ABC (Córdoba)

Hay que vetar a Juan Ortega

- ROSARIO PÉREZ

Volvimos a la normalidad después de la tarde sin tiempo de Juan Ortega. Y eso que Emilio de Justo dictó naturales con clásica enjundia. Pero el recuerdo del trianero lo difuminaba aún todo. Hay que vetar a Juan Ortega, un torero capaz de que haya un terremoto en la plaza y de que en el telediario se hable de aquella faena en la que se obró el milagro del morir sin prisas. Ortega es capaz de pasar la escoba por los escombros de una corrida y convertir una limpieza de corrales en una pieza artística. Hay que vetar ya en los carteles a Ortega, un torero que en una tafallera ligada a una cordobina es capaz de colmar de canas las melenas recién teñidas. Hasta el moño, se hacen ‘veteros’ los peluqueros. Hasta los sastres, hartos de coser los jirones de las camisas y de abotonar botones desabotona­dos, piden que sea vetado. Hay que vetar al hombre que susurra al toro, al torero que devuelve el silencio hasta transfigur­arlo en oles de desgarro. Hasta los camareros de la calle Sierpes mascullaba­n el veto: ayer nadie comía deprisa, sino con el tenedor de trincheril­las a una mano, mientras la cola se extendía hasta el escaparate de la sombrererí­a Maquedano.
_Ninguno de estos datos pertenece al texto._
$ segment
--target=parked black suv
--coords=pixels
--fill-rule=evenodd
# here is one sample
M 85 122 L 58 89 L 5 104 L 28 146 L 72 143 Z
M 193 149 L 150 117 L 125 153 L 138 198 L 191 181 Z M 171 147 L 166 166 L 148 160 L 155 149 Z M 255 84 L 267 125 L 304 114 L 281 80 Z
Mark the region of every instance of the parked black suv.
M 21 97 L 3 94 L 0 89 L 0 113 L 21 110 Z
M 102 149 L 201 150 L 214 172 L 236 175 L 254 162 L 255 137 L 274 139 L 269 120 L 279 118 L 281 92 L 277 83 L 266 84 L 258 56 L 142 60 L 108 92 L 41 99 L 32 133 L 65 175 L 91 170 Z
Hay que vetar a Ortega antes de que las urgencias se saturen por esos corazones acelerados mientras el reloj parece desangrado. Hay que vetar a Ortega antes de que Sumar mande al paro a Urtasun, antes de que el ministro rumie una medalla para el creador de arte bravo. Hay que vetar a Ortega, del que hasta sentía celos el Cachorro: más despacio su capote que el paso. Hay que vetar al torero de la canela en rama, como su vestido de sevillanía: bordado en oro a estrenar a las seis y media; convertido en oro viejo cuando a las nueve enfilaba el camino a la avenida donde el Guadalquiv­ir le sonreía. Hay que vetar sus ayudados de belleza y alegría, de Resurrecci­ón sin ser el día. Hay que vetar al que enamoró a Florentino, el de las glorias blancas y puras. Hay que vetar a ese que no despide hacia fuera y remata detrás de la cadera. Hay que vetar al torero que pone el sello de la emoción solemne, al artista que luego destroza a la afición con el regreso a lo común. Hasta sus partidario­s quieren vetarlo: allí estaba ese que el lunes llevó a la Maestranza al niño recién bautizado y a la salida se lo encontró de primera comunión hechurado. Juan Ortega, el torero al que hay que vetar: del que todos hablaban ayer sin torear, del que llegaba al tendido el runrún... «el que para el tiempo y dos más».